People have made the most of being outdoors, climbing, taking the opportunity to enjoy new activities.” These include the newfangled sylvothérapie, which taps into the healing and cleansing power of trees – it’s definitely worth a try in the midst of the worst crises in living memory!
In this topsy-turvy world of ours, what were previously perceived as weaknesses have also become strengths, she enthuses. “Our hotels don’t have the same capacity as in other areas – we’re not the Côte d’Azur! Occasionally, we used to moan about it, but it has been a boon in the current situation. It means they’re easier to clean and disinfect, for a start. They are reassuringly small, and this means people are not on top of one another.”
As for the area’s bread and butter, wine tourism, it has remained steady despite initial fears surrounding the practicality of enforcing social distancing in cellars. In fact, to reassure oenophiles, the Bureau Interprofessionnel des Vins de Bourgogne has compiled a list of vineyards and caves, covering anything from revised opening hours and new appointment-only policies to tastings and other family-friendly activities on offer.
“It’s really picked up,” adds Beigenger. “Even before the pandemic, we weren’t dealing with mass tourism so it’s still a relatively relaxing experience. We haven’t needed to implement major changes. You just drive to a vineyard as you would and if people are already doing a tasting there, you’re asked to wait. The producers are taking every precaution. So far we haven’t had any problems.”
With a renewed focus on domestic and hyper-local tourism and a refreshing back-to-basics approach (one which could sound the death knell for over-tourism), there is a palpable sense of cautious, but certainly not blind, optimism.

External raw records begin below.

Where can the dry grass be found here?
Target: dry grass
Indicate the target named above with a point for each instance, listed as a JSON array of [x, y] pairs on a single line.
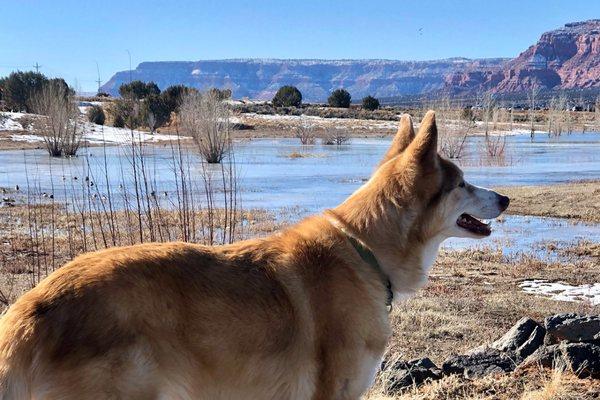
[[472, 298], [523, 385], [579, 200]]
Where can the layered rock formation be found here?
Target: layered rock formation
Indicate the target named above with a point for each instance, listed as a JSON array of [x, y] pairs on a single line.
[[316, 79], [566, 58]]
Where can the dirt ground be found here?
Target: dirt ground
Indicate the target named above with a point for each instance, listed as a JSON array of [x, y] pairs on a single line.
[[472, 297], [577, 200]]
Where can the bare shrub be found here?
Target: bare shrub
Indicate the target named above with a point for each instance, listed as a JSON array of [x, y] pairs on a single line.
[[336, 137], [558, 120], [489, 107], [532, 100], [59, 124], [306, 134], [455, 124], [206, 119], [495, 146], [597, 113]]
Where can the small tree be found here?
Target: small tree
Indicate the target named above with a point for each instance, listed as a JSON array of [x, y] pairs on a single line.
[[306, 134], [58, 125], [173, 96], [489, 106], [19, 88], [339, 98], [597, 113], [138, 90], [127, 111], [118, 121], [221, 94], [335, 136], [370, 103], [206, 119], [155, 112], [287, 96], [532, 99], [96, 115]]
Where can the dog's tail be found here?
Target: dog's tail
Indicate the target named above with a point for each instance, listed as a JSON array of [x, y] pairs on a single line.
[[15, 358]]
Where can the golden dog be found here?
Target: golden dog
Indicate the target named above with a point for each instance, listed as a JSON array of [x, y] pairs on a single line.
[[301, 314]]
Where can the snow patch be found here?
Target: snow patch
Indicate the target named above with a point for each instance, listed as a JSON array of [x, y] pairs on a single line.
[[563, 291], [8, 121]]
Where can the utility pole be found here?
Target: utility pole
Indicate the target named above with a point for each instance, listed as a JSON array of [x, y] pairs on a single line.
[[99, 81], [129, 65]]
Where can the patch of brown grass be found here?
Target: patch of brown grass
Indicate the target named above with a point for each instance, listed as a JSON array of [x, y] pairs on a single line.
[[578, 200]]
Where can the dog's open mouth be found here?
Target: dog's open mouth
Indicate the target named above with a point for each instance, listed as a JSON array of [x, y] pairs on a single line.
[[473, 225]]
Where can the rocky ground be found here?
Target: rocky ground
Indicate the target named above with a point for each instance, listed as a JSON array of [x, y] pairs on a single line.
[[472, 299], [576, 200]]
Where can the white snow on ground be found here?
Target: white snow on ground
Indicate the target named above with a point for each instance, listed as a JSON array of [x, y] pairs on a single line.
[[318, 121], [92, 133], [562, 291], [8, 121], [98, 134], [109, 134]]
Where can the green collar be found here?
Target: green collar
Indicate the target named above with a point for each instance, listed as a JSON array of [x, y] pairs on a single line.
[[368, 257]]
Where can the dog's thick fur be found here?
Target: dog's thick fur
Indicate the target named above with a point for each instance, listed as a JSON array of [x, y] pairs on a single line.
[[298, 315]]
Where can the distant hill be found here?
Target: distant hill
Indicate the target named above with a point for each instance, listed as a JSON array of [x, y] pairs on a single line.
[[316, 79], [566, 58]]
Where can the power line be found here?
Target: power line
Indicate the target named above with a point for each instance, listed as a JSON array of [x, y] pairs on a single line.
[[99, 81]]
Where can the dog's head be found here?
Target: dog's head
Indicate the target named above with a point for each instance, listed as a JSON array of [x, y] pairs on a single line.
[[416, 196], [432, 188]]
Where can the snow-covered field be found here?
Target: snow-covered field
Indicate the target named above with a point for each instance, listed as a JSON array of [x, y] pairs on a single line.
[[9, 121], [92, 133], [563, 291]]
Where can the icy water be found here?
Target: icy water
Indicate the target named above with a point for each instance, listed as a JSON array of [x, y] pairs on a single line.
[[325, 175]]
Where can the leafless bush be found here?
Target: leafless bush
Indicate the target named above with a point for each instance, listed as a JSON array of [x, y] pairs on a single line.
[[558, 116], [206, 119], [495, 146], [336, 137], [59, 124], [452, 145], [532, 99], [489, 107], [597, 113], [306, 134], [455, 124]]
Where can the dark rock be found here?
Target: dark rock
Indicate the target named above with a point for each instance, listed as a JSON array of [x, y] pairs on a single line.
[[479, 364], [545, 356], [536, 339], [402, 375], [518, 335], [572, 328], [583, 359]]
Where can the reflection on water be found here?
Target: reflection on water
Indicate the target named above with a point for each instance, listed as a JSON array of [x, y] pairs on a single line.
[[326, 175], [517, 235], [270, 178]]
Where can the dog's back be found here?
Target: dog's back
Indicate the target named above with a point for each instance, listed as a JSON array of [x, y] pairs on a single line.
[[154, 320]]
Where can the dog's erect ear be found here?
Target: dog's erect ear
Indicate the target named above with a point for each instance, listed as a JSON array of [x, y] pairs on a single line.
[[424, 147], [405, 135]]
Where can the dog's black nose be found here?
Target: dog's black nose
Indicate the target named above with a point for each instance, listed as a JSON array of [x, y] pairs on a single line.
[[504, 201]]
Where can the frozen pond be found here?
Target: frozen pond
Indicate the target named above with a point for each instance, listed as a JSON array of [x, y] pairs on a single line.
[[322, 177], [280, 173], [516, 235]]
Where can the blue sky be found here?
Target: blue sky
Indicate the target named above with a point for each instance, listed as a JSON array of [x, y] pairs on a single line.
[[68, 37]]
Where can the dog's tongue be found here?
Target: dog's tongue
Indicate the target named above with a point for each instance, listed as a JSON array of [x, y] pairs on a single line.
[[473, 225]]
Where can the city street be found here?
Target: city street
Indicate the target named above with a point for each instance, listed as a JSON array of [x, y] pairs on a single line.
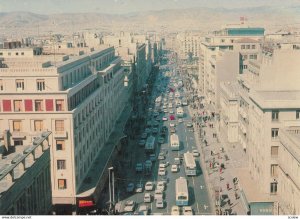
[[198, 193]]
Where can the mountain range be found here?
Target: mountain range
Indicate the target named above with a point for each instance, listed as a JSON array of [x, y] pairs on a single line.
[[164, 20]]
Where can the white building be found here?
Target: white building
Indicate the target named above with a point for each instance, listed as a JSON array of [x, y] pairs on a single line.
[[78, 97], [25, 182]]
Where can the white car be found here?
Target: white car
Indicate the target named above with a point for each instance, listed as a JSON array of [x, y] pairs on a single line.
[[175, 210], [162, 172], [139, 188], [187, 210], [159, 203], [129, 206], [147, 197], [158, 194], [174, 168], [160, 185], [161, 140], [163, 164], [165, 118], [161, 157], [149, 186], [196, 153]]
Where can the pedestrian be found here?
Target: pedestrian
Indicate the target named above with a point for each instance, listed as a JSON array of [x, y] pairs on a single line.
[[236, 195]]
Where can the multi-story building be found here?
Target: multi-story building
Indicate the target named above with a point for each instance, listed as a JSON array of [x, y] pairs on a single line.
[[188, 45], [25, 182], [78, 97], [237, 44], [274, 107]]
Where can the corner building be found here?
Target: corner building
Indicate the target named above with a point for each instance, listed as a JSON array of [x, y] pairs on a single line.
[[78, 98]]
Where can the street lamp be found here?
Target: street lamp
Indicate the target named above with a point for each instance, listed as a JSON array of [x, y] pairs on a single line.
[[111, 185]]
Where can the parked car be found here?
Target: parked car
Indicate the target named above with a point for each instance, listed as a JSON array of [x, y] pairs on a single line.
[[187, 210], [175, 210], [147, 197], [149, 186], [161, 185], [129, 206], [196, 153], [158, 194], [174, 168], [130, 187], [159, 203], [139, 188]]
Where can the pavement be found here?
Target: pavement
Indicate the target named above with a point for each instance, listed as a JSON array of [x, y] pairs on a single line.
[[231, 156]]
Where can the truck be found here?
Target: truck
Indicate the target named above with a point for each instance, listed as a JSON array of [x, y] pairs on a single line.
[[150, 144], [148, 167]]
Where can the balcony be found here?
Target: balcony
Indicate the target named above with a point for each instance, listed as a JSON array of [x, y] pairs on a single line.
[[60, 134]]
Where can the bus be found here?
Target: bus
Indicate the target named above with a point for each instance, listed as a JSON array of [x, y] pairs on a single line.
[[190, 164], [180, 112], [150, 144], [174, 142], [182, 192]]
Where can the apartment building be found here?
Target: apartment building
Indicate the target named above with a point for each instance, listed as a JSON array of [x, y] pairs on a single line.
[[238, 44], [25, 182], [274, 108], [78, 97], [188, 44]]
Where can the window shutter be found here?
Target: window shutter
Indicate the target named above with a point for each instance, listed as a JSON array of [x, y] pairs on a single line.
[[49, 105], [6, 105], [28, 105]]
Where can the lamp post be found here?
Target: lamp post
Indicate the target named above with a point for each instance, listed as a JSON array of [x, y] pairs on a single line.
[[111, 185]]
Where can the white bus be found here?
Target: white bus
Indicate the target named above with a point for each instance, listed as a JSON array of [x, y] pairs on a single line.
[[150, 144], [190, 164], [158, 100], [179, 112], [174, 142], [182, 192]]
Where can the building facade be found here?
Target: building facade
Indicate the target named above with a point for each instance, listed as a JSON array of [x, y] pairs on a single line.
[[79, 98], [25, 181]]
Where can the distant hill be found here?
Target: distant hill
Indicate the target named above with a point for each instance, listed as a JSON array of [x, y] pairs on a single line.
[[169, 20]]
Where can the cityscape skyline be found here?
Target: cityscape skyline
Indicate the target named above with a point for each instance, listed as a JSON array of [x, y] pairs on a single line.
[[130, 6]]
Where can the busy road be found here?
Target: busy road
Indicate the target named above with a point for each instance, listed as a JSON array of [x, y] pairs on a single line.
[[162, 120]]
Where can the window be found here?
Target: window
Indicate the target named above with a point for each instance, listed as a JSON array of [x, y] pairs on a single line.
[[40, 84], [20, 85], [274, 151], [297, 114], [275, 133], [275, 115], [273, 188], [62, 184], [59, 105], [38, 125], [17, 105], [274, 170], [61, 164], [38, 105], [60, 145], [1, 85], [59, 125], [17, 125]]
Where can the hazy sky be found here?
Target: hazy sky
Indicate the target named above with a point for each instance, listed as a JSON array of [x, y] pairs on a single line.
[[126, 6]]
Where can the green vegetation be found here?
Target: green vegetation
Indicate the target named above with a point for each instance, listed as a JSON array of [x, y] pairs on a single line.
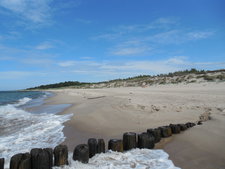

Whether this will all be enough to hedge against the worst pandemic in recent history – the economic and social ramifications of which will no doubt be felt for years to come – is anyone’s guess. “It was such a frightening time,” recalls Hounslow. “In the beginning it was panic stations. All the tourism institutions knew we had to do something really quickly. It’s been a rollercoaster ride and we’ve certainly learned a lot in a short space of time.
“We’re optimistic in the sense that we are now organised, which makes it a little bit easier. We don’t want to be in lockdown a second time. Safety is a priority. It’s an investment in the future.